Meski demikian, sejumlah dinamika atmosfer lainnya masih berperan dalam mendukung potensi hujan di beberapa wilayah Indonesia dalam sepekan kedepan. Secara spasial, MJO diprediksi melintasi sebagian wilayah Aceh, Sumatra Utara, Riau, dan Kepulauan Riau.
Selain itu, Gelombang Kelvin diprediksi aktif di Pulau Sumatra bagian tengah hingga selatan, Kalimantan, Sulawesi, Maluku, Maluku Utara, dan Pulau Papua bagian utara hingga tengah.

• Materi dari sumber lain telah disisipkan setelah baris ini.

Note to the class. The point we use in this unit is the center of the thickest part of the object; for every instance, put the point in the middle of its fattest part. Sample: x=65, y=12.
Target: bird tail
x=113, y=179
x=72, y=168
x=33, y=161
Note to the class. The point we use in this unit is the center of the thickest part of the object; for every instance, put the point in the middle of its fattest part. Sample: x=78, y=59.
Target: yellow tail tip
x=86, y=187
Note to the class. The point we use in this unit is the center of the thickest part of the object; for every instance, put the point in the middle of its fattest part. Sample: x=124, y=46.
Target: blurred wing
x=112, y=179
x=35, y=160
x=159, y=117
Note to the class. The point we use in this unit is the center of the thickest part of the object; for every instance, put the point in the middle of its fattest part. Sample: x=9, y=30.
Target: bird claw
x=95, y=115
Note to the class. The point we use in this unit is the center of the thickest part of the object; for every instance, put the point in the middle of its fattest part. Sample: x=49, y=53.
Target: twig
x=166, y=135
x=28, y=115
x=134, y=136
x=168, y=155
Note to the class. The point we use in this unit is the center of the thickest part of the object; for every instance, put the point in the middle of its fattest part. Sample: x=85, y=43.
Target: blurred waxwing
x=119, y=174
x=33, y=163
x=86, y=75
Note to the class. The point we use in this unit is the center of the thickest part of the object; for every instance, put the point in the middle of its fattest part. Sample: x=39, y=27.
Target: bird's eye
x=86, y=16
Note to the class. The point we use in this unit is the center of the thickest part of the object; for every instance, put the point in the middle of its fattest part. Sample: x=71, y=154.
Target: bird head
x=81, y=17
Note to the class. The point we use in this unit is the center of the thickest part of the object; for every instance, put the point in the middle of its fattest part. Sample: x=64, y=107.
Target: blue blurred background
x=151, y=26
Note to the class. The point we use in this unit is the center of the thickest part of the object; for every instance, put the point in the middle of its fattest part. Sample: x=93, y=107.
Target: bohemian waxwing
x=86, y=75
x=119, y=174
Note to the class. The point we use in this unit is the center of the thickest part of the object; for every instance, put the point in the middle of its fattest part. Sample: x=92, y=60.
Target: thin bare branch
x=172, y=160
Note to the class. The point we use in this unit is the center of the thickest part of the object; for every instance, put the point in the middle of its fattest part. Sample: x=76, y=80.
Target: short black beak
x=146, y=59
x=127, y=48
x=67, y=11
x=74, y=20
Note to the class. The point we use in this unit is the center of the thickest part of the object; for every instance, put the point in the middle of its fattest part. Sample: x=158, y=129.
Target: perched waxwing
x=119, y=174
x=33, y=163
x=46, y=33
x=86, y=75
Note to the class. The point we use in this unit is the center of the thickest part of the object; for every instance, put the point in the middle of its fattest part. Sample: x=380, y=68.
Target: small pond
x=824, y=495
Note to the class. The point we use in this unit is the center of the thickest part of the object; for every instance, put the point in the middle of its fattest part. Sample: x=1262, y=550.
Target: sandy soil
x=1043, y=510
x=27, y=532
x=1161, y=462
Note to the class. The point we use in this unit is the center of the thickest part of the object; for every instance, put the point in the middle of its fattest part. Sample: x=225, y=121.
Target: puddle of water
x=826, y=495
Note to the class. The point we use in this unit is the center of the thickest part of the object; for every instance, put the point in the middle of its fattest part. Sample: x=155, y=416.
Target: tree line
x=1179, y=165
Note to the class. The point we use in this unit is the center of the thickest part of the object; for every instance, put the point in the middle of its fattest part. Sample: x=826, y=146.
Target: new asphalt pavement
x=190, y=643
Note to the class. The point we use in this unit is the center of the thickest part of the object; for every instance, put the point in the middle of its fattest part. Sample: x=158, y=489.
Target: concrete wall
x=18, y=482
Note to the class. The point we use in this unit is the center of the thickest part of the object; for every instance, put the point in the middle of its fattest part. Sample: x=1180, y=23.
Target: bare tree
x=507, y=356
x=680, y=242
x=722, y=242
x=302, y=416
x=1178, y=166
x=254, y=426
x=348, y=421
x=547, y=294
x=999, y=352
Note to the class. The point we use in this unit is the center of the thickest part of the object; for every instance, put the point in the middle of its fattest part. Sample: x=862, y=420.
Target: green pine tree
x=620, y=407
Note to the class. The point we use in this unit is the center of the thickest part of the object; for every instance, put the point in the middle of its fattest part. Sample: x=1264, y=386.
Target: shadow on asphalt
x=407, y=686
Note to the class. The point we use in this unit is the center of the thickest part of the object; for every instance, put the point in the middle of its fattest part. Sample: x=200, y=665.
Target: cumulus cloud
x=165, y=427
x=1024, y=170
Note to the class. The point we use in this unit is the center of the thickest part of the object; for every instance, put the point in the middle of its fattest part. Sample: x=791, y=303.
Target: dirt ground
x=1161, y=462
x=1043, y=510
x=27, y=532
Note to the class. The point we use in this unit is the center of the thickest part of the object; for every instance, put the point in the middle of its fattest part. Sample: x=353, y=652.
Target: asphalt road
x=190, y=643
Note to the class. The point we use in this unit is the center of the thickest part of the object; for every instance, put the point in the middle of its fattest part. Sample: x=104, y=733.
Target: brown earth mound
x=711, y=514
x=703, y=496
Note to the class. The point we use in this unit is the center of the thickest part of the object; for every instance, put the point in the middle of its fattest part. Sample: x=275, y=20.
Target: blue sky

Kemudian, Gelombang Rossby Ekuatorial diprakirakan aktif di pesisir selatan Jawa Barat, Kalimantan Timur, Pulau Sulawesi bagian utara hingga tengah, Maluku Utara, dan Papua Selatan. Aktivitas gelombang Mixed Rossby-Gravity (MRG) juga diprediksi aktif di Laut Banda dan Laut Arafura.
Kondisi ini dapat memicu terbentuknya daerah konvergensi dan konfluensi yang mendukung pertumbuhan awan hujan di wilayah-wilayah tersebut.
Pada skala lokal, kondisi labilitas lokal kuat yang mendukung proses konvektif terdapat di Aceh, Sumatra Utara, Sumatra Barat, Riau, Jambi, Sumatra Selatan, DK Jakarta, Jawa Barat, Jawa Tengah, Kalimantan Barat, Kalimantan Tengah, Kalimantan Timur, Kalimantan Utara, Sulawesi Utara, Gorontalo, Sulawesi Tengah, Sulawesi Selatan, Sulawesi Tenggara, Maluku Utara, Maluku, Papua Barat Daya, Papua Barat, Papua, Papua Pegunungan, dan Papua Selatan.